О дружбе очень хорошо написал Джорджио Агамбен. Он выступил против Жака Деррида, у которого тоже есть книга о дружбе. У Агам-бена это не книга, а маленькое эссе. Там сказано, что настоящая дружба всегда образуется под скрещёнными мечами власти. То есть дружба никогда не нейтральна, а всегда направлена против власти, сопротивляется ей, вступает в заговор против механизмов власти. Дружба — это объятие под клинками легионеров, объятие Петра и Павла, апостолов мессии.

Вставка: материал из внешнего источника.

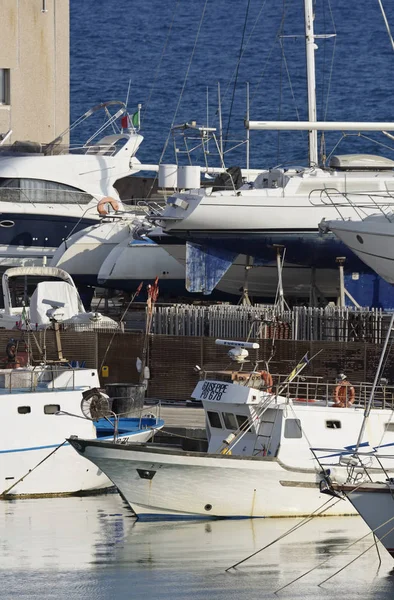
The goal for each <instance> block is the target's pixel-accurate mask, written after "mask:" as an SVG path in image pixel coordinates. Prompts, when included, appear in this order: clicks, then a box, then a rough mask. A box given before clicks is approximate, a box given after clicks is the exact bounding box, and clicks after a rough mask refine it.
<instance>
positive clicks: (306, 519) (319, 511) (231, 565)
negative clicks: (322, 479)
mask: <svg viewBox="0 0 394 600" xmlns="http://www.w3.org/2000/svg"><path fill="white" fill-rule="evenodd" d="M340 500H342V498H337V499H336V501H335V502H333V498H329V499H328V500H327V501H326V502H324V504H322V505H321V506H319V507H318V508H316V510H314V511H313V512H312V513H310V514H309V515H308V516H307V517H304V518H303V519H302V521H300V522H299V523H297V524H296V525H293V527H290V529H288V530H287V531H285V533H282V535H280V536H279V537H277V538H276V539H274V540H273V541H272V542H270V543H269V544H266V545H265V546H263V547H262V548H259V549H258V550H256V551H255V552H253V553H252V554H249V556H246V557H245V558H243V559H242V560H240V561H238V562H237V563H235V564H234V565H231V567H227V569H225V572H228V571H230V569H235V568H236V567H238V566H239V565H241V564H242V563H244V562H246V561H247V560H249V559H251V558H253V557H254V556H256V555H257V554H260V552H263V550H266V549H267V548H269V547H270V546H273V545H274V544H276V542H279V541H280V540H283V539H284V538H285V537H287V536H288V535H290V534H291V533H293V532H294V531H297V529H299V528H300V527H303V525H306V524H307V523H309V522H310V521H312V519H314V518H315V517H319V516H320V515H321V514H323V513H324V512H325V511H326V510H327V508H331V507H332V506H335V505H336V504H338V502H339V501H340ZM330 503H331V506H327V505H329V504H330ZM315 513H316V514H315ZM368 535H369V532H368ZM287 585H290V584H287ZM280 589H282V588H280ZM277 591H279V590H277ZM275 593H276V592H275Z"/></svg>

Дружба — ослепительно яркое и в то же время ночное явление. Вспышка молнии, которая освещает тьму бытия. Через два дня после встречи с Моцареллой и Рикотто наша новорожденная дружба с ними выбила нас из старушечьей квартиры. Мы поняли, что живём в позорнокомфортабельных условиях. Нам стало противно. Хотя оставалось ещё три дня до окончания контракта, мы переселились в картонный дом наших новых товарищей. Это было начало чего-то особенного, божественного.

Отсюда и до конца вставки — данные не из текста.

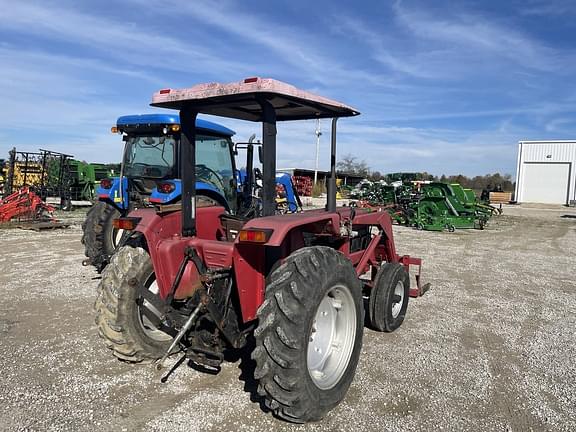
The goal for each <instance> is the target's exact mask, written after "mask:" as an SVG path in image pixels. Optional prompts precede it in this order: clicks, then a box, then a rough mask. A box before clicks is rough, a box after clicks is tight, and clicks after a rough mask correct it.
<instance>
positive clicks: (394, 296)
mask: <svg viewBox="0 0 576 432" xmlns="http://www.w3.org/2000/svg"><path fill="white" fill-rule="evenodd" d="M392 301H393V303H392V318H398V315H400V311H401V310H402V304H403V303H404V282H402V281H398V283H397V284H396V287H395V288H394V297H393V300H392Z"/></svg>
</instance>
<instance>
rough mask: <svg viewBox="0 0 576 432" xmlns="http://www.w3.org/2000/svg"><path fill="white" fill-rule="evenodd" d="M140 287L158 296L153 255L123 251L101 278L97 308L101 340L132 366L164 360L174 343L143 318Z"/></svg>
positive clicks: (122, 248)
mask: <svg viewBox="0 0 576 432" xmlns="http://www.w3.org/2000/svg"><path fill="white" fill-rule="evenodd" d="M141 285H144V287H146V288H148V289H149V291H151V292H152V293H153V294H156V295H158V296H159V294H158V285H157V284H156V277H155V275H154V269H153V267H152V260H151V259H150V255H148V252H146V251H145V250H144V249H142V248H140V247H137V248H134V247H131V246H124V247H121V248H120V249H119V250H118V251H117V252H116V253H115V254H114V256H113V257H112V261H111V263H110V265H108V266H107V267H106V269H105V271H104V272H103V274H102V280H101V281H100V284H99V285H98V296H97V298H96V302H95V304H94V309H95V311H96V319H95V321H96V325H97V326H98V333H99V335H100V337H102V339H104V342H105V343H106V346H107V347H108V348H110V349H111V350H112V351H113V352H114V355H115V356H116V357H118V358H119V359H121V360H124V361H128V362H133V363H139V362H150V361H153V360H157V359H159V358H161V357H162V356H163V355H164V353H165V352H166V350H167V349H168V348H169V347H170V344H171V342H172V337H171V336H169V335H167V334H166V333H164V332H162V331H161V330H158V329H156V328H155V327H154V326H153V325H152V323H151V322H150V321H149V320H148V319H147V318H146V317H145V316H144V315H143V314H142V310H141V306H140V304H139V301H141V300H142V299H141V297H140V294H139V287H140V286H141ZM158 298H159V297H158ZM148 309H150V307H149V308H148ZM156 312H158V313H157V315H161V313H160V312H159V311H157V310H155V312H154V313H156Z"/></svg>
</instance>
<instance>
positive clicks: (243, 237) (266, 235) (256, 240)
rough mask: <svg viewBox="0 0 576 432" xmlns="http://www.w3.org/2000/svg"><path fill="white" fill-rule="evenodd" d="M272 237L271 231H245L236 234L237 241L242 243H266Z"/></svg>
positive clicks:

Моцарелла научила нас пускать огонь изо рта. Собственно говоря, этим она зарабатывала на жизнь. Каждый вечер Моцарелла пускала пламя из глотки перед ресторанчиками и кафе в Трастевере. Туристы бросали монеты и аплодировали. Рикотто же ходил на руках, держа шапку для денег пальцами ног. Мы тоже начали подрабатывать этим путём.

Но уже на третий день случился инцидент. От неумелости мы выбросили пламя слишком далеко и подожгли салфетку на одном из столов. Начался страшный переполох. Мы еле унесли ноги, забежав в музей Бонапарта.

В картонной коробке, установленной во дворике неподалёку от площади Испании, мы вели длинные разговоры о способах жизни.

— Ходить нужно только босиком, — сказала Моцарелла. — Волосы тоже не нужно стричь и брить нигде. Нужно, чтобы самый твой вид вызывал ужас у этих волкодавов.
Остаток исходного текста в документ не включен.